Golob’s Minister for Public Administration is acting stupid, the increase in the holiday allowance for the lowest paid in the public sector was wrapped in PR as a costly supplement

By: Vida Kocjan

Instead of harmonising the value of the pay grades, the government offered a higher holiday allowance for civil servants up to the 24th pay grade during the negotiations with the public sector unions and wrapped it in a “one-off expensive bonus” in PR and does not want to hear anything about the pay grade adjustment.

Prof. Dr Matej Lahovnik commented on the incident on Twitter with the words: “The minister is acting stupid, as they have already promised to align the pay grades in the public sector with inflation, because otherwise the real income of employees will decrease by 10 percent.”

The unions are outraged by the government’s offer.

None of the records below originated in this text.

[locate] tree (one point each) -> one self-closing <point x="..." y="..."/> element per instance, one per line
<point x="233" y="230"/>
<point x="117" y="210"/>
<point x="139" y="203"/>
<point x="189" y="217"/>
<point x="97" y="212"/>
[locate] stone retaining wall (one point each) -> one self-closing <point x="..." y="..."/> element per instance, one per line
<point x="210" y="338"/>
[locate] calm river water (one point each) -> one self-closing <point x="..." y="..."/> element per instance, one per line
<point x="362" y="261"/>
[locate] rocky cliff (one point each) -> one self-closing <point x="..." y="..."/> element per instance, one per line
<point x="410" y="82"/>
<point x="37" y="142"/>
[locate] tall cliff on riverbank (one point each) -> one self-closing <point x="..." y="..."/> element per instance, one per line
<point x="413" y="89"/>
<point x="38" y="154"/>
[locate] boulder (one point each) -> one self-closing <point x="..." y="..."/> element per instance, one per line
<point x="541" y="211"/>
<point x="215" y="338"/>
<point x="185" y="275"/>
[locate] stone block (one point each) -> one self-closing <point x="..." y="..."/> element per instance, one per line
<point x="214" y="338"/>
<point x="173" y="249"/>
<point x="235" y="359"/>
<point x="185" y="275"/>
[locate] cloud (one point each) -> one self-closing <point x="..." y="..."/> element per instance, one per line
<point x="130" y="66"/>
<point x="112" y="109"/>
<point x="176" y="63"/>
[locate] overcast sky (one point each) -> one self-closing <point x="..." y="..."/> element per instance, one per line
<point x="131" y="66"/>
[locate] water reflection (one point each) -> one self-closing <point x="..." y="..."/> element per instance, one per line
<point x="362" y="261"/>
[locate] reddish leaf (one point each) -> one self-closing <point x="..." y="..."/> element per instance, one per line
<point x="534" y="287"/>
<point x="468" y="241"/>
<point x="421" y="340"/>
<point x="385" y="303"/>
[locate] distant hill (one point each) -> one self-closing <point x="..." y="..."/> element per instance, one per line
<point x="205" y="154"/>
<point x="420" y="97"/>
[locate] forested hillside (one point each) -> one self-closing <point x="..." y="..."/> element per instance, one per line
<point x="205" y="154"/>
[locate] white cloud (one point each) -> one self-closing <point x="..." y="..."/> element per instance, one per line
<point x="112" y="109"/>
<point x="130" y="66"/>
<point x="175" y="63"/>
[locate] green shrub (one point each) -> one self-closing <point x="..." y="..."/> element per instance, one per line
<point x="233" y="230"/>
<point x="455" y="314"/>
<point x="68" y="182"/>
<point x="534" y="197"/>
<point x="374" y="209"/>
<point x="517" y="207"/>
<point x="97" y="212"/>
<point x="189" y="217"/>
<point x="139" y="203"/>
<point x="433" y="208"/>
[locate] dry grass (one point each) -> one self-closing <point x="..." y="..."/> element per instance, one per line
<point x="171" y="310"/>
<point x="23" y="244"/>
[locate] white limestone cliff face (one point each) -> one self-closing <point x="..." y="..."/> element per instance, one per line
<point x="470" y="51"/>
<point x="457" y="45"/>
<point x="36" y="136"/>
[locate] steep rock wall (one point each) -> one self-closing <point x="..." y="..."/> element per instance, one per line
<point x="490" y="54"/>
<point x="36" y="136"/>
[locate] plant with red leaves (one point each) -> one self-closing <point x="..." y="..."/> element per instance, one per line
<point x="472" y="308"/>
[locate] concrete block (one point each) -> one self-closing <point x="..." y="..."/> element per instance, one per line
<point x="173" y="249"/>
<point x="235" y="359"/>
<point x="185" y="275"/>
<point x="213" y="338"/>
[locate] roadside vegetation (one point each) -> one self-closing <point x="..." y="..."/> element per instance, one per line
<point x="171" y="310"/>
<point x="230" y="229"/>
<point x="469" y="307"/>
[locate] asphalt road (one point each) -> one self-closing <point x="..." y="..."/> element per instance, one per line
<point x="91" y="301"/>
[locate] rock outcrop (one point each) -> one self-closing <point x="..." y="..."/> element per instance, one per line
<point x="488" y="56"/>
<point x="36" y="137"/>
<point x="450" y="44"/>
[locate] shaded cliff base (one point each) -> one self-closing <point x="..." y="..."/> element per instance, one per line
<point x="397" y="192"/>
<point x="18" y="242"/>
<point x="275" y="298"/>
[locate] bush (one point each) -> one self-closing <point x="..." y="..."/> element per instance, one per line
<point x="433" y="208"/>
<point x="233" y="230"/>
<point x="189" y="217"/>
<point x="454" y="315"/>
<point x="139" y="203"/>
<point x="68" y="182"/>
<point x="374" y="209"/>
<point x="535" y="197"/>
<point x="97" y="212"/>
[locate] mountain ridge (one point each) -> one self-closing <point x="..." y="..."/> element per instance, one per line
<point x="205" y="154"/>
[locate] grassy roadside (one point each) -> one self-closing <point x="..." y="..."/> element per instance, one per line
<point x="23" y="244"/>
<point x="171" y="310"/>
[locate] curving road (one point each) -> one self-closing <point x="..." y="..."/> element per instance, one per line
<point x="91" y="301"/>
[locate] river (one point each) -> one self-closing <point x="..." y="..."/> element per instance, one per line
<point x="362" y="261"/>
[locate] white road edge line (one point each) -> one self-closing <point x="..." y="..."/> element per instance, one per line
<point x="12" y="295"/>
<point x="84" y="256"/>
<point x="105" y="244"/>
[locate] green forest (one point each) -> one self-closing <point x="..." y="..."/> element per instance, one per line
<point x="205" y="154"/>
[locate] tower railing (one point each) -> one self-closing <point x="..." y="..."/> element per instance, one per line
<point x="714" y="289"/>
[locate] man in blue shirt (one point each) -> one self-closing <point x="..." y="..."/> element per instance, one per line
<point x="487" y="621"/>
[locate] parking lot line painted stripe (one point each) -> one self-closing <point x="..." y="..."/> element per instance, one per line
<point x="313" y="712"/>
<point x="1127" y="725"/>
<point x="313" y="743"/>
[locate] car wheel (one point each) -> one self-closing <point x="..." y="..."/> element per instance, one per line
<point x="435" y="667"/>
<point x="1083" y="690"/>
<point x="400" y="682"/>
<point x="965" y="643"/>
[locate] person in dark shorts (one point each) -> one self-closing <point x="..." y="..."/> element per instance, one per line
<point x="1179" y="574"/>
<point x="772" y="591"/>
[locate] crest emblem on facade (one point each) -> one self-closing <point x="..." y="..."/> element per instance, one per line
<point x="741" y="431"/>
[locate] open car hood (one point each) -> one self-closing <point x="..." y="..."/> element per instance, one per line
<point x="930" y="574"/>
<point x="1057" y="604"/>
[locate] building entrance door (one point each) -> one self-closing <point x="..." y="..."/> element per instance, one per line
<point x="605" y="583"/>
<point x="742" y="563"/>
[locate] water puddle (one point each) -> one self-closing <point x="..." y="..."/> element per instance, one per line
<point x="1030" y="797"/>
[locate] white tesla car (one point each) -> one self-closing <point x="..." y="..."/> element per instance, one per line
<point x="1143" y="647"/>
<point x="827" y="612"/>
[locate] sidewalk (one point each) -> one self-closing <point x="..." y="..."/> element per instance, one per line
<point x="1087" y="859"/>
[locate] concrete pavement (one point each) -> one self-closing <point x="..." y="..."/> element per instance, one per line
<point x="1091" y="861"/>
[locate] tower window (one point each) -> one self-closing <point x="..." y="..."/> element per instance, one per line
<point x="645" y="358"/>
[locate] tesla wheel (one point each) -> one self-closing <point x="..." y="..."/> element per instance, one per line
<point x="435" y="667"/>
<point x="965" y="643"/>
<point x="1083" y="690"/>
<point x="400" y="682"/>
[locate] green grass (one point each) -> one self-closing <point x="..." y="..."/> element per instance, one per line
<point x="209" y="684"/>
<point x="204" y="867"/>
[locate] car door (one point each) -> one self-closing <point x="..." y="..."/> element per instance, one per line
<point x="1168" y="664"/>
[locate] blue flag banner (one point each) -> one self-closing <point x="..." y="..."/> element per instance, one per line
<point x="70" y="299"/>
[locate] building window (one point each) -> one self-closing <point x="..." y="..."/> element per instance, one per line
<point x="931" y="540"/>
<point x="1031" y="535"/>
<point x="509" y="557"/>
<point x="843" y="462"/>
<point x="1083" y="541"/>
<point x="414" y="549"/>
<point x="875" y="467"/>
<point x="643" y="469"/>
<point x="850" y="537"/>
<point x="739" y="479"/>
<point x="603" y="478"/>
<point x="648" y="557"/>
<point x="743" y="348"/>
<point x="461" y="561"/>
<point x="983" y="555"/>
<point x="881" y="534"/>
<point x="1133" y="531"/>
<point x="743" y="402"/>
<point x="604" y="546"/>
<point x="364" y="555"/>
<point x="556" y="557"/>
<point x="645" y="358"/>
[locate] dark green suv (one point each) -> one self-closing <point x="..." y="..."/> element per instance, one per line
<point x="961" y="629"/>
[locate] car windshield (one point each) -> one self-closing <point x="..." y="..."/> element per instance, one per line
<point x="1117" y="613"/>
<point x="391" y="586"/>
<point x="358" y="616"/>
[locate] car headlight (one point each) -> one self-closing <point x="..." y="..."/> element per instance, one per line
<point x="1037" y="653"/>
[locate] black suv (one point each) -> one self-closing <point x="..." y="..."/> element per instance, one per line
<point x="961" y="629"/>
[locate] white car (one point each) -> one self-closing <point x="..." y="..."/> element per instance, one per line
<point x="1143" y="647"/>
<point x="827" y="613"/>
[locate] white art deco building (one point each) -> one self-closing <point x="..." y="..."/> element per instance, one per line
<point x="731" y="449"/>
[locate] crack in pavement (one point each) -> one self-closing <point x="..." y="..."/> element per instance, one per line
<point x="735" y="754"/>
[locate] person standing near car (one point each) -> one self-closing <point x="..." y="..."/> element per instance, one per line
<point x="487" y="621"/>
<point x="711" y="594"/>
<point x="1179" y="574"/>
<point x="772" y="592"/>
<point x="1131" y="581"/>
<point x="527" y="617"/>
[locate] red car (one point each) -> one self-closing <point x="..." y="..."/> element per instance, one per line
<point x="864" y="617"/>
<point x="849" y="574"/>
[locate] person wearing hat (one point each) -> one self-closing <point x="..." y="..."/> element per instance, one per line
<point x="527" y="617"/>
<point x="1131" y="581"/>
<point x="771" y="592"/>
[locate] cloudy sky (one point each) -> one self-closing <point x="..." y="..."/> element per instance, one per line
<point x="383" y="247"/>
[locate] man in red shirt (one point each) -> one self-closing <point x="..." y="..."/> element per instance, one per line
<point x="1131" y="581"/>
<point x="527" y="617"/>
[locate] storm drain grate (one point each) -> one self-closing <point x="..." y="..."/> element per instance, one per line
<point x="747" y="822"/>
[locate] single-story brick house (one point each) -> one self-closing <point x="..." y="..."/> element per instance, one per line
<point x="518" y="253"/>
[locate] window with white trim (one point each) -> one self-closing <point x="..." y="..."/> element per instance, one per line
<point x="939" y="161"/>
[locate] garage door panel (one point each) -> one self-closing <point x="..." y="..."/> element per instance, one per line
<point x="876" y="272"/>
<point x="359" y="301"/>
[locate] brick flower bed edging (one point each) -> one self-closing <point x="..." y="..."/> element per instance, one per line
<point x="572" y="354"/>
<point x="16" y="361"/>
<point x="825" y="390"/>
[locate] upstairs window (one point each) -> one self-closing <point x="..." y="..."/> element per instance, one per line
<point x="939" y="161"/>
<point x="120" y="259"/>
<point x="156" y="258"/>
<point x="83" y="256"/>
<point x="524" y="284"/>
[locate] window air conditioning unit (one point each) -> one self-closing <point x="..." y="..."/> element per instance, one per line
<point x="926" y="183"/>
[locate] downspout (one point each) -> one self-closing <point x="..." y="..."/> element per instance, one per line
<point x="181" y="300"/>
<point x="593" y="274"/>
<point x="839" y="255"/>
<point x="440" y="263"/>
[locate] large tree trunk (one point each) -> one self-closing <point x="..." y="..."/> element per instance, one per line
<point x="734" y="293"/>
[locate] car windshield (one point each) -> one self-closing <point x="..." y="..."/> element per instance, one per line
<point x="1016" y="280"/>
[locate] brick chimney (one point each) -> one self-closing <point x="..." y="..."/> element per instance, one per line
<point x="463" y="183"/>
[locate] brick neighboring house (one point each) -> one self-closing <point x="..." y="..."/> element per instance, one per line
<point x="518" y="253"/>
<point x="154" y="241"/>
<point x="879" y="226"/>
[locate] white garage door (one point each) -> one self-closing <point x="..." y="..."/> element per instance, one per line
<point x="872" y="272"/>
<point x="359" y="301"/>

Golob’s minister, Sanja Ajanović Hovnik (former professional colleague at the SAB), claimed at the presentation of her candidacy for minister of public administration that she intends to deal comprehensively with wage conditions and the demands of the trade unions. Apparently, words were one thing, actions another.

Two weeks ago, the public sector unions agreed with the government to immediately find solutions regarding the harmonisation of the values of the pay grades and the amount (calculation) of this year’s holiday allowance. The agreement would be concluded by the beginning of October 2022, after which they would tackle the elimination of disparities in the evaluation of jobs in the public sector, including the elimination of the adjustment in the lower third of the salary scale.

But now the government side has turned the tables. At the last negotiations, the unions were disappointed and dismayed. They state that the government side has started to ‘pull out’. They add that, with the help of colleagues from the Office for Macroeconomic Analysis and Development (Umar), it presented wage trends in the public and private sectors, or a forecast of economic trends. Unions have reportedly been told that none of the seventeen countries from which they are expected to receive data will adjust wages to inflation this year (except Poland, which is not part of the eurozone).

They also said that the government is addressing the changed macroeconomic conditions with its starting points and that it will use various cost-cutting measures.

Thus, Sanja Ajanović Hovnik, for example, considers the calculation of holiday allowance for 2022 to be the most appropriate solution, namely only for employees up to and including the 24th salary grade. They would receive an additional 325 euros (a total of 1,400 euros) of holiday allowance. They do not have concrete proposals regarding employees in higher salary grades, and there should be no harmonisation of the salary grades this year.

However, due to high inflation, the unions are demanding action without delay. They insist that, in particular, harmonising the value of salary classes with inflation (perhaps also with the productivity part) is a necessary measure that should not be postponed and tied to ‘systemic changes’, as Robert Golob’s government imagines.

The unions state that otherwise they will go on strike and other union activities.

This is what Mitja Šuštar from the Union of Nature and Culture of Slovenia, which is part of the Association of Free Trade Unions of Slovenia (ZSSS), wrote in a press release. He added that their negotiating team called on the government side, which is not as responsive as it could and should be, to convene meetings with unions in all departments as soon as possible.

Negotiations will resume on July 11th, 2022.